The Securities and Exchange Commission today charged three individuals and their three affiliated firms with running a Ponzi-like scheme that raised more than $1.7 billion selling securities issued by New York-based registered investment advisor GPB Capital. The SEC also charged GPB Capital with violating whistleblower protection laws.
David Gentile, owner and CEO of GPB Capital, and Jeffry Schneider, owner of GPB Capital’s placement agent Ascendant Capital, are accused of defrauding and lying “to investors about the source of money used to make 8% annualized distribution payments to investors,” the SEC said.
GPB Capital describes itself as a New York-based alternative asset management firm that acts as a general partner and fund manager for limited partnership funds.

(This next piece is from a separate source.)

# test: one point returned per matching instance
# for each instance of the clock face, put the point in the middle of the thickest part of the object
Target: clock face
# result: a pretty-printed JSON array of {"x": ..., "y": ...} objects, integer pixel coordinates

Since its founding in 2013, it has raised money for at least five limited partnership funds from approximately 17,000 retail investors nationwide, approximately 4,000 of whom are seniors, the SEC said.
To existing and prospective investors in the limited partnership funds, GPB Capital projected an aura of success, touting consistent 8% annualized distribution payments to investors, as well as periodic “special distributions” ranging from 0.5% to 3%, the SEC said.
“As alleged in our complaint, the defendants told investors that they would be paid distributions from profits of the portfolio companies when, in reality, many of the payments were being made from the investors’ own funds,” said Richard Best, director of the SEC’s New York Regional Office, in a statement. “This action shows our continued pursuit of those who deceive investors and conceal their misconduct to reap profits for themselves.”
The agency said that almost all of the $1.7 billion the firms raised is still at risk: In 2018, GPB Capital suspended all redemptions and distributions and, according to a recent regulatory filing, GPB Capital’s assets are far below its obligations to the investors, the SEC said.
The defendants, along with Ascendant Alternative Strategies, which marketed the securities, told investors that their investment payments were paid exclusively with monies generated by GPB Capital’s portfolio, but instead, the SEC claims, investor money was used to pay portions of the annualized 8% distribution payments.
GPB Capital and Gentile, with assistance from Jeffrey Lash, a former managing partner at GPB Capital, were also accused of manipulating the financial statements of certain limited partnership funds managed by GPB Capital to give the appearance the funds were closer to generating sufficient income to cover the distribution payments than they actually were.
The SEC also claims GPB Capital and Ascendant Capital misled investors about millions of dollars in fees and other compensation received by Gentile and Schneider.
“The fraudulent scheme continued for more than four years, in part because GPB Capital kept investors in the dark about the limited partnership funds’ true financial condition, failing to deliver audited financial statements and register two of its funds with the SEC,” the agency said.